If no such evidence is available, the consular officer will advise you at the time of your application what alternatives you may have for proving your presence in the United States.

Using the passport stamps as proof of physical presence

If you plan to use your previous passports with the entry/exit stamps we suggest the following tips:

  • Please be sure to include all passport stamps on the detail of the DS-2029 form, if the officer concludes that not all of the stamps are on the details your application might be rejected.
  • If you have frequent travel to Ecuador, you can request a “movimiento migratorio” from the Immigration Office in Ecuador.  This will not show you when you were in the U.S. but can serve you as a guide on the dates that don’t need to be included on the DS-2029 physical presence detail. We recommend that you bring this movimiento migratorio if you have requested one.

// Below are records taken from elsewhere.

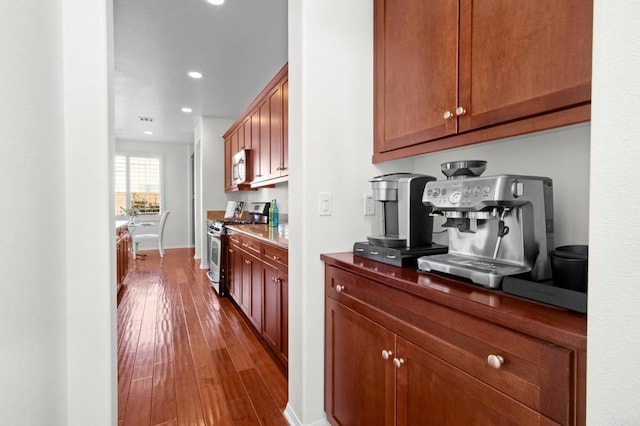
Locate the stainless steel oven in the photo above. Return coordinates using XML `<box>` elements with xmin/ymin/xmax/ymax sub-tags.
<box><xmin>207</xmin><ymin>221</ymin><xmax>227</xmax><ymax>296</ymax></box>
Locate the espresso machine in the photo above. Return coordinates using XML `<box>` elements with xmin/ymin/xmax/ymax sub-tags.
<box><xmin>417</xmin><ymin>161</ymin><xmax>554</xmax><ymax>288</ymax></box>
<box><xmin>353</xmin><ymin>173</ymin><xmax>447</xmax><ymax>266</ymax></box>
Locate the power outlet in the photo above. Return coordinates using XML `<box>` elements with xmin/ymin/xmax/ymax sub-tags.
<box><xmin>363</xmin><ymin>194</ymin><xmax>376</xmax><ymax>216</ymax></box>
<box><xmin>318</xmin><ymin>192</ymin><xmax>332</xmax><ymax>216</ymax></box>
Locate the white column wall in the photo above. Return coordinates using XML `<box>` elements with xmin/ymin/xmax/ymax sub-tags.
<box><xmin>63</xmin><ymin>0</ymin><xmax>117</xmax><ymax>426</ymax></box>
<box><xmin>0</xmin><ymin>0</ymin><xmax>116</xmax><ymax>425</ymax></box>
<box><xmin>0</xmin><ymin>1</ymin><xmax>67</xmax><ymax>425</ymax></box>
<box><xmin>196</xmin><ymin>117</ymin><xmax>233</xmax><ymax>269</ymax></box>
<box><xmin>587</xmin><ymin>0</ymin><xmax>640</xmax><ymax>425</ymax></box>
<box><xmin>286</xmin><ymin>0</ymin><xmax>413</xmax><ymax>425</ymax></box>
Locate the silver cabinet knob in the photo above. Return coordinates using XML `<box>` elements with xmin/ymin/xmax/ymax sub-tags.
<box><xmin>487</xmin><ymin>354</ymin><xmax>504</xmax><ymax>369</ymax></box>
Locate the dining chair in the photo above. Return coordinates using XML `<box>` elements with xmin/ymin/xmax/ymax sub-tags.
<box><xmin>132</xmin><ymin>210</ymin><xmax>171</xmax><ymax>259</ymax></box>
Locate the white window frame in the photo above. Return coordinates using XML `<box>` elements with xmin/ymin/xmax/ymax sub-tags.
<box><xmin>113</xmin><ymin>151</ymin><xmax>166</xmax><ymax>217</ymax></box>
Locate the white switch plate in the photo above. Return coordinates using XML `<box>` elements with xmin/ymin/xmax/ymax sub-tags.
<box><xmin>318</xmin><ymin>192</ymin><xmax>332</xmax><ymax>216</ymax></box>
<box><xmin>363</xmin><ymin>194</ymin><xmax>376</xmax><ymax>216</ymax></box>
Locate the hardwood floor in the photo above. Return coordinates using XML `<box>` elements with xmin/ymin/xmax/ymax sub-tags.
<box><xmin>118</xmin><ymin>249</ymin><xmax>287</xmax><ymax>426</ymax></box>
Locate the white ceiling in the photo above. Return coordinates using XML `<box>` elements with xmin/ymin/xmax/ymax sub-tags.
<box><xmin>114</xmin><ymin>0</ymin><xmax>287</xmax><ymax>143</ymax></box>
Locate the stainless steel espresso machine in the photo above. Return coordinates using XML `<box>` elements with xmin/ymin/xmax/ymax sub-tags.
<box><xmin>353</xmin><ymin>173</ymin><xmax>447</xmax><ymax>266</ymax></box>
<box><xmin>417</xmin><ymin>161</ymin><xmax>553</xmax><ymax>288</ymax></box>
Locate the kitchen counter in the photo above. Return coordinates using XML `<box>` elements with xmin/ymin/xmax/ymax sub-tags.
<box><xmin>225</xmin><ymin>224</ymin><xmax>289</xmax><ymax>250</ymax></box>
<box><xmin>320</xmin><ymin>252</ymin><xmax>587</xmax><ymax>350</ymax></box>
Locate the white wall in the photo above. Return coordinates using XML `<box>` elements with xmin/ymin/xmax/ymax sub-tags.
<box><xmin>414</xmin><ymin>123</ymin><xmax>590</xmax><ymax>247</ymax></box>
<box><xmin>116</xmin><ymin>139</ymin><xmax>193</xmax><ymax>250</ymax></box>
<box><xmin>0</xmin><ymin>2</ymin><xmax>67</xmax><ymax>425</ymax></box>
<box><xmin>194</xmin><ymin>117</ymin><xmax>233</xmax><ymax>269</ymax></box>
<box><xmin>587</xmin><ymin>0</ymin><xmax>640</xmax><ymax>425</ymax></box>
<box><xmin>0</xmin><ymin>0</ymin><xmax>117</xmax><ymax>425</ymax></box>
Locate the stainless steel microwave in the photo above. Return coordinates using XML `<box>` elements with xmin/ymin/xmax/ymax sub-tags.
<box><xmin>231</xmin><ymin>149</ymin><xmax>249</xmax><ymax>185</ymax></box>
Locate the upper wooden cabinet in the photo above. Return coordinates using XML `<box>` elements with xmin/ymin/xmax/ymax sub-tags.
<box><xmin>373</xmin><ymin>0</ymin><xmax>593</xmax><ymax>162</ymax></box>
<box><xmin>223</xmin><ymin>64</ymin><xmax>289</xmax><ymax>192</ymax></box>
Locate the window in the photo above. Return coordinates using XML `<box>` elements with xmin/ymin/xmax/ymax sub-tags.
<box><xmin>115</xmin><ymin>154</ymin><xmax>162</xmax><ymax>215</ymax></box>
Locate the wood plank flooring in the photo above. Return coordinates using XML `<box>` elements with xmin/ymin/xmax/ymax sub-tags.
<box><xmin>118</xmin><ymin>249</ymin><xmax>288</xmax><ymax>426</ymax></box>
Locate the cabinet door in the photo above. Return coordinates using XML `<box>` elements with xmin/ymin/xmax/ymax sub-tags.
<box><xmin>459</xmin><ymin>0</ymin><xmax>593</xmax><ymax>132</ymax></box>
<box><xmin>262</xmin><ymin>264</ymin><xmax>280</xmax><ymax>351</ymax></box>
<box><xmin>224</xmin><ymin>137</ymin><xmax>233</xmax><ymax>190</ymax></box>
<box><xmin>262</xmin><ymin>264</ymin><xmax>289</xmax><ymax>364</ymax></box>
<box><xmin>255</xmin><ymin>99</ymin><xmax>271</xmax><ymax>182</ymax></box>
<box><xmin>249</xmin><ymin>256</ymin><xmax>263</xmax><ymax>330</ymax></box>
<box><xmin>251</xmin><ymin>108</ymin><xmax>262</xmax><ymax>179</ymax></box>
<box><xmin>280</xmin><ymin>78</ymin><xmax>289</xmax><ymax>176</ymax></box>
<box><xmin>374</xmin><ymin>0</ymin><xmax>460</xmax><ymax>152</ymax></box>
<box><xmin>226</xmin><ymin>245</ymin><xmax>242</xmax><ymax>303</ymax></box>
<box><xmin>395</xmin><ymin>337</ymin><xmax>557</xmax><ymax>426</ymax></box>
<box><xmin>239</xmin><ymin>251</ymin><xmax>254</xmax><ymax>317</ymax></box>
<box><xmin>325</xmin><ymin>298</ymin><xmax>396</xmax><ymax>426</ymax></box>
<box><xmin>269</xmin><ymin>85</ymin><xmax>282</xmax><ymax>179</ymax></box>
<box><xmin>242</xmin><ymin>116</ymin><xmax>254</xmax><ymax>181</ymax></box>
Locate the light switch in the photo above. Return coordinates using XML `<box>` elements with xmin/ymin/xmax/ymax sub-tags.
<box><xmin>318</xmin><ymin>192</ymin><xmax>331</xmax><ymax>216</ymax></box>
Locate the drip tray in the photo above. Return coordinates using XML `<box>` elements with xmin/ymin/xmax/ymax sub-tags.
<box><xmin>353</xmin><ymin>241</ymin><xmax>449</xmax><ymax>267</ymax></box>
<box><xmin>418</xmin><ymin>254</ymin><xmax>531</xmax><ymax>288</ymax></box>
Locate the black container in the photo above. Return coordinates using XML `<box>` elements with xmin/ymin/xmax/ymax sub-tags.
<box><xmin>549</xmin><ymin>245</ymin><xmax>589</xmax><ymax>293</ymax></box>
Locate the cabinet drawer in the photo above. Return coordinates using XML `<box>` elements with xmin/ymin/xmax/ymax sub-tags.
<box><xmin>240</xmin><ymin>235</ymin><xmax>262</xmax><ymax>256</ymax></box>
<box><xmin>227</xmin><ymin>231</ymin><xmax>241</xmax><ymax>246</ymax></box>
<box><xmin>325</xmin><ymin>266</ymin><xmax>575</xmax><ymax>424</ymax></box>
<box><xmin>262</xmin><ymin>244</ymin><xmax>289</xmax><ymax>273</ymax></box>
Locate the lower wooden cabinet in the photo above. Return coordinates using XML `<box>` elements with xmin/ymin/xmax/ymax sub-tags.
<box><xmin>227</xmin><ymin>231</ymin><xmax>289</xmax><ymax>371</ymax></box>
<box><xmin>323</xmin><ymin>255</ymin><xmax>586</xmax><ymax>426</ymax></box>
<box><xmin>262</xmin><ymin>264</ymin><xmax>289</xmax><ymax>365</ymax></box>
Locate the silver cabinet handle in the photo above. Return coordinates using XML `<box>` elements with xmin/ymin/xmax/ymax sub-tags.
<box><xmin>393</xmin><ymin>358</ymin><xmax>404</xmax><ymax>368</ymax></box>
<box><xmin>487</xmin><ymin>354</ymin><xmax>504</xmax><ymax>369</ymax></box>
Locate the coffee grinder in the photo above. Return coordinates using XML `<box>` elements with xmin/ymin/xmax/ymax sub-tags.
<box><xmin>353</xmin><ymin>173</ymin><xmax>447</xmax><ymax>266</ymax></box>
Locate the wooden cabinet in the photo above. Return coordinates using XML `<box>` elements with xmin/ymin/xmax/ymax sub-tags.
<box><xmin>374</xmin><ymin>0</ymin><xmax>593</xmax><ymax>162</ymax></box>
<box><xmin>325</xmin><ymin>298</ymin><xmax>395</xmax><ymax>426</ymax></box>
<box><xmin>323</xmin><ymin>254</ymin><xmax>586</xmax><ymax>425</ymax></box>
<box><xmin>116</xmin><ymin>224</ymin><xmax>131</xmax><ymax>292</ymax></box>
<box><xmin>222</xmin><ymin>230</ymin><xmax>289</xmax><ymax>371</ymax></box>
<box><xmin>223</xmin><ymin>65</ymin><xmax>289</xmax><ymax>192</ymax></box>
<box><xmin>262</xmin><ymin>245</ymin><xmax>289</xmax><ymax>365</ymax></box>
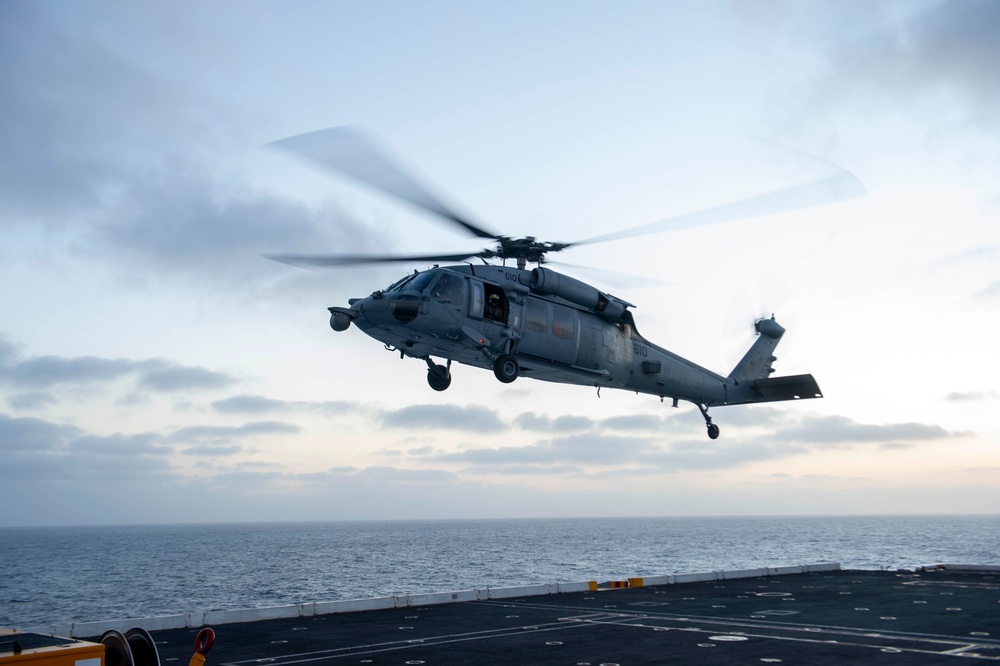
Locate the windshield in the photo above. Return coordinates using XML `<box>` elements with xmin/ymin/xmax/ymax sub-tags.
<box><xmin>386</xmin><ymin>271</ymin><xmax>436</xmax><ymax>291</ymax></box>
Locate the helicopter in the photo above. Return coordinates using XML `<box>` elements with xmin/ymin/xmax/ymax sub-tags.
<box><xmin>264</xmin><ymin>127</ymin><xmax>865</xmax><ymax>440</ymax></box>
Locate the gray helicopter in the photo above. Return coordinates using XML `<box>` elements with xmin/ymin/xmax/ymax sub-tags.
<box><xmin>265</xmin><ymin>127</ymin><xmax>865</xmax><ymax>439</ymax></box>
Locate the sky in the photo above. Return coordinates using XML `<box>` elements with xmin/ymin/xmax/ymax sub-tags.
<box><xmin>0</xmin><ymin>0</ymin><xmax>1000</xmax><ymax>526</ymax></box>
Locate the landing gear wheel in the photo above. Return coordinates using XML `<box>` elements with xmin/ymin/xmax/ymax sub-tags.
<box><xmin>694</xmin><ymin>402</ymin><xmax>719</xmax><ymax>439</ymax></box>
<box><xmin>493</xmin><ymin>354</ymin><xmax>521</xmax><ymax>384</ymax></box>
<box><xmin>427</xmin><ymin>365</ymin><xmax>451</xmax><ymax>391</ymax></box>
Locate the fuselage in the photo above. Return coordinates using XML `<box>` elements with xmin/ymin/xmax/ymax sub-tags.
<box><xmin>330</xmin><ymin>264</ymin><xmax>734</xmax><ymax>405</ymax></box>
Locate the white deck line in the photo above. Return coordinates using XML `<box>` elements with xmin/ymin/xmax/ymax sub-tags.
<box><xmin>27</xmin><ymin>562</ymin><xmax>840</xmax><ymax>638</ymax></box>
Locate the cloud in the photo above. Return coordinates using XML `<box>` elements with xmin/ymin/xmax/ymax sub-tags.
<box><xmin>380</xmin><ymin>405</ymin><xmax>507</xmax><ymax>432</ymax></box>
<box><xmin>7</xmin><ymin>391</ymin><xmax>56</xmax><ymax>410</ymax></box>
<box><xmin>212</xmin><ymin>395</ymin><xmax>354</xmax><ymax>415</ymax></box>
<box><xmin>514</xmin><ymin>412</ymin><xmax>594</xmax><ymax>432</ymax></box>
<box><xmin>775</xmin><ymin>415</ymin><xmax>968</xmax><ymax>446</ymax></box>
<box><xmin>0</xmin><ymin>356</ymin><xmax>141</xmax><ymax>388</ymax></box>
<box><xmin>72</xmin><ymin>433</ymin><xmax>173</xmax><ymax>456</ymax></box>
<box><xmin>944</xmin><ymin>391</ymin><xmax>997</xmax><ymax>402</ymax></box>
<box><xmin>169</xmin><ymin>421</ymin><xmax>302</xmax><ymax>442</ymax></box>
<box><xmin>0</xmin><ymin>414</ymin><xmax>83</xmax><ymax>454</ymax></box>
<box><xmin>139</xmin><ymin>365</ymin><xmax>234</xmax><ymax>392</ymax></box>
<box><xmin>0</xmin><ymin>339</ymin><xmax>235</xmax><ymax>394</ymax></box>
<box><xmin>0</xmin><ymin>4</ymin><xmax>385</xmax><ymax>290</ymax></box>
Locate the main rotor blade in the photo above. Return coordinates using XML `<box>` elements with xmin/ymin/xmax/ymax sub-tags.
<box><xmin>262</xmin><ymin>252</ymin><xmax>483</xmax><ymax>268</ymax></box>
<box><xmin>569</xmin><ymin>171</ymin><xmax>868</xmax><ymax>245</ymax></box>
<box><xmin>267</xmin><ymin>127</ymin><xmax>497</xmax><ymax>240</ymax></box>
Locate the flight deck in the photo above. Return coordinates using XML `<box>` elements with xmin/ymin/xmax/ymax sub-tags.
<box><xmin>125</xmin><ymin>565</ymin><xmax>1000</xmax><ymax>666</ymax></box>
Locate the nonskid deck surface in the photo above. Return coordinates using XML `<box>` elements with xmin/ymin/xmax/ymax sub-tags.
<box><xmin>143</xmin><ymin>570</ymin><xmax>1000</xmax><ymax>666</ymax></box>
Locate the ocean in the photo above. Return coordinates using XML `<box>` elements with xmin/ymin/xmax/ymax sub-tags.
<box><xmin>0</xmin><ymin>516</ymin><xmax>1000</xmax><ymax>629</ymax></box>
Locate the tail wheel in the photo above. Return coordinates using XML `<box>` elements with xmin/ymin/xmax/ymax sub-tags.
<box><xmin>493</xmin><ymin>354</ymin><xmax>521</xmax><ymax>384</ymax></box>
<box><xmin>427</xmin><ymin>365</ymin><xmax>451</xmax><ymax>391</ymax></box>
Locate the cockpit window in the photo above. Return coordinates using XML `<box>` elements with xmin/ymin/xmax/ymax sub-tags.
<box><xmin>431</xmin><ymin>271</ymin><xmax>465</xmax><ymax>303</ymax></box>
<box><xmin>386</xmin><ymin>271</ymin><xmax>437</xmax><ymax>291</ymax></box>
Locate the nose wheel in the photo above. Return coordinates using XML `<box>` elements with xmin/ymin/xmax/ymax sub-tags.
<box><xmin>493</xmin><ymin>354</ymin><xmax>521</xmax><ymax>384</ymax></box>
<box><xmin>695</xmin><ymin>403</ymin><xmax>719</xmax><ymax>439</ymax></box>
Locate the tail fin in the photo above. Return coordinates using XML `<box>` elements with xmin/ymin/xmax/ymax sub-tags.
<box><xmin>729</xmin><ymin>315</ymin><xmax>785</xmax><ymax>384</ymax></box>
<box><xmin>727</xmin><ymin>316</ymin><xmax>823</xmax><ymax>405</ymax></box>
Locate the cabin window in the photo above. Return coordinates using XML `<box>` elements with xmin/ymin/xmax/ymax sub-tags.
<box><xmin>552</xmin><ymin>305</ymin><xmax>576</xmax><ymax>339</ymax></box>
<box><xmin>399</xmin><ymin>271</ymin><xmax>434</xmax><ymax>292</ymax></box>
<box><xmin>469</xmin><ymin>280</ymin><xmax>484</xmax><ymax>317</ymax></box>
<box><xmin>484</xmin><ymin>284</ymin><xmax>507</xmax><ymax>324</ymax></box>
<box><xmin>524</xmin><ymin>298</ymin><xmax>549</xmax><ymax>333</ymax></box>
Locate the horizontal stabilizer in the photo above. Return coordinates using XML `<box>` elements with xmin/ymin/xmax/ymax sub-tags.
<box><xmin>750</xmin><ymin>375</ymin><xmax>823</xmax><ymax>402</ymax></box>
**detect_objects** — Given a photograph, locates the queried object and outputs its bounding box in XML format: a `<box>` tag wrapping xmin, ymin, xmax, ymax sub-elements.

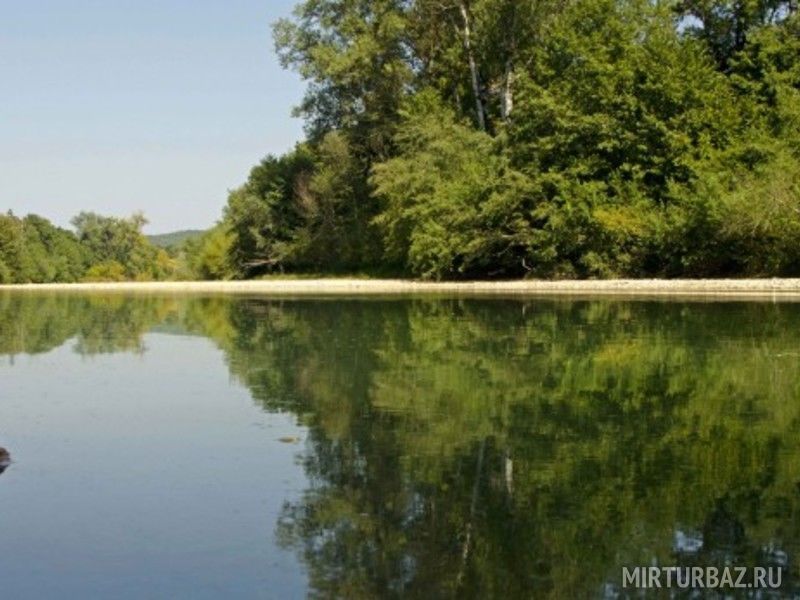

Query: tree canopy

Make sure you have reviewed all the requirements on this webpage and email us to make an appointment.

Please email the applicant’s birth certificate and the first two pages (page 1 of 7 and 2 of 7, not the instructions) of the DS-2029 form to the Consular Section where you wish to have your appointment.

Our mailboxes have a 2MB limit, if your files are over this size please split or compress the files. We recommend you send the files in PDF format.

Send the e-mail to: U.S. Embassy in Quito

If you would like to apply at the Consular Section in the U.S. Consulate in Guayaquil, please send the e-mail to guayaquilcrba@state.gov Please use your child’s name as the subject of the email.

Come to the assigned appointment with your child., the other parent, and the list of required documents

You may apply at the Consular Section of your choice but we recommend that you apply in the Consular Section that covers your district.

The Consular Districts are divided in provinces.

The U.S. Embassy in Quito covers: Bolivar, Carchi, Chimborazo, Cotopaxi, Esmeraldas, Imbabura, Pastaza, Pichincha, Morona Santiago, Napo, Orellana, Santo Domingo de los Tsachilas, Sucumbios and Tungurahua.

The U.S. Consulate in Guayaquil covers: Azuay, Cañar, El Oro, Galápagos, Guayas, Loja, Los Ríos, Manabí, Santa Elena and Zamora Chinchipe.